Slowness in brain's ability to recognize patterns may explain why those with autism struggle with social rules and distracting sights, sounds and sensations

November 20, 2015

Researchers have identified a difference in brain activity that may explain why many people with autism struggle to pick up on social cues and to screen out distracting sights, sounds and other sensations.

The difference – a slowness in the brain activation and habituation involved learning patterns – increased with autism severity. Importantly, the findings suggest areas where people with autism may benefit from tailored teaching approaches and other supports.

The findings appear this week in the journal NeuroImage.

The study, conducted by Sarah Schipul and Marcel Just, of Carnegie Mellon University, involved 16 adults affected by autism spectrum disorder (ASD) and 16 adults unaffected by the condition.

A simple task – for some…
The researchers asked the participants to repeatedly view a pattern of dots. With each presentation, the dots varied slightly but the overall pattern remained the same. At the end of the exercise, the participants were asked to correctly identify the pattern, presented alongside a different pattern.

This type of pattern familiarization – which occurs largely beyond conscious awareness – is called implicit learning. Implicit learning is likewise thought to be crucial for learning language and social cues, as well as screening out distracting sights, sounds and other sensations.

The researchers used functional magnetic resonance imaging (fMRI) to track how quickly each participant’s brain became familiar with the dot pattern. They could see this familiarization process as a decrease in active brain responses to the pattern over multiple viewings.

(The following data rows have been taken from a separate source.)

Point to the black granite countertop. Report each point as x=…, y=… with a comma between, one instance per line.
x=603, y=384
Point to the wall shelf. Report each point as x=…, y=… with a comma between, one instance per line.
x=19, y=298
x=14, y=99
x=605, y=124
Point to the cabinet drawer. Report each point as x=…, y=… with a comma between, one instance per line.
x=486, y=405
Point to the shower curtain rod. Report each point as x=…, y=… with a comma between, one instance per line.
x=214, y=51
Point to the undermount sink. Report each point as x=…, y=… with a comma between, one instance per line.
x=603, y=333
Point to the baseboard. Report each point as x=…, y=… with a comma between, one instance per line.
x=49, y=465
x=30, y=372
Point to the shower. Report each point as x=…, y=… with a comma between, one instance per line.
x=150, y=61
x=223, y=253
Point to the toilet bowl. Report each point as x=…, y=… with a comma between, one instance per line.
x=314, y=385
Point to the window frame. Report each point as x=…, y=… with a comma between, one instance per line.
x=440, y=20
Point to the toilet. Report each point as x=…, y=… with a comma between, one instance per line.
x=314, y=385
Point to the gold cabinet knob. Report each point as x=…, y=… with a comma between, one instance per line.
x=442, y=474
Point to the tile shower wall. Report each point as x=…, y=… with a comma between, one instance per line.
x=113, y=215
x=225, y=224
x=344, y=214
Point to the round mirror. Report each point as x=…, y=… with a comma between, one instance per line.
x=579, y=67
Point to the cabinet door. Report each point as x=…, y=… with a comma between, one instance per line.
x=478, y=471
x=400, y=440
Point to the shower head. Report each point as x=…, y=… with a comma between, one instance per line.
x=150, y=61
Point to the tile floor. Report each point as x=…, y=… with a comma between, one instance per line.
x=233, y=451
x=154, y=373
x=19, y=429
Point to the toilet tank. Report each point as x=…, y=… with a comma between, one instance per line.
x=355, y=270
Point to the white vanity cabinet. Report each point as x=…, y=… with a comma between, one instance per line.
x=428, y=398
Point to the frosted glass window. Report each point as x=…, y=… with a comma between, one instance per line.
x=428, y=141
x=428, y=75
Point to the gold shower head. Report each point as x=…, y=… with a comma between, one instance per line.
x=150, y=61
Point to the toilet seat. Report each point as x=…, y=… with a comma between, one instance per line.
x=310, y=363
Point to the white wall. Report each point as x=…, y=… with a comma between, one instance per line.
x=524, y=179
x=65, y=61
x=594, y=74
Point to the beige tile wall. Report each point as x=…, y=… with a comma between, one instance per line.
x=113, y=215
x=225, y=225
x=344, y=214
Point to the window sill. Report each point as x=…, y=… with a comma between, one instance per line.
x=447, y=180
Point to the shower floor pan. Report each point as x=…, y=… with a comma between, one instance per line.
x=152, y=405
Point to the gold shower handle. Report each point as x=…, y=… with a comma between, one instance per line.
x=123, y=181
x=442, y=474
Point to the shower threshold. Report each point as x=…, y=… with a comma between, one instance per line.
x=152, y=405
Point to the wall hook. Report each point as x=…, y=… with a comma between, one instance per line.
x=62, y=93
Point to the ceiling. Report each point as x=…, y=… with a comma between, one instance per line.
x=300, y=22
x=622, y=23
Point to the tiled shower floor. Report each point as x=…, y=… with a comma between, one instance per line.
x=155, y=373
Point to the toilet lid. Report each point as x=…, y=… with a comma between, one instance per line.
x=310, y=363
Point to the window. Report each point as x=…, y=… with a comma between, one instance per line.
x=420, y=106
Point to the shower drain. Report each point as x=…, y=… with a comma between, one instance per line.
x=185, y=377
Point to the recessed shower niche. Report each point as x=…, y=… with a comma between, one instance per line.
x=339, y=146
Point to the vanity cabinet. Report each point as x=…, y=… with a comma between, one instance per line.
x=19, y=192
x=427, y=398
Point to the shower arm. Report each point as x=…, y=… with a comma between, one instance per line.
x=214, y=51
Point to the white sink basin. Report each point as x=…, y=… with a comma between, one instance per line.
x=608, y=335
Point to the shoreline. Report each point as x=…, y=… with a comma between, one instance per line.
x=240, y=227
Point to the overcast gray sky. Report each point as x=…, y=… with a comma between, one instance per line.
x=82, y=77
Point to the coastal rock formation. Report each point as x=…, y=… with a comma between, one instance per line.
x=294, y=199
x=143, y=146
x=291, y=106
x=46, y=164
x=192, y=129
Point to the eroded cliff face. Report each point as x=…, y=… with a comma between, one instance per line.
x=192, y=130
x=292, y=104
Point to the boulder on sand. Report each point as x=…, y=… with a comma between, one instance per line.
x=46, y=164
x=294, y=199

This decrease in brain activity, the researchers say, indicates that the brain is learning the pattern and requires less energy to process it on subsequent viewings.  

They found that the brains of the control subjects (unaffected by autism) adapted more quickly when they repeatedly saw the pattern. With each subsequent exposure, their brains responded less and less – indicating that the pattern had been learned and become “old news.”

"This finding provides a tentative explanation for why people with ASD might have difficulty with everyday social interactions,” Dr. Just says. Social rules and cues – like background patterns – tend to be learned implicitly, or without conscious awareness, he explains.

So the study’s findings support the idea that many people with autism need extra support and coaching to consciously learn social rules and responses.

Brain adaptation and autism severity
What’s more, the results showed that the slowness in brain adaptation increased with the severity of the participant’s autism symptoms. 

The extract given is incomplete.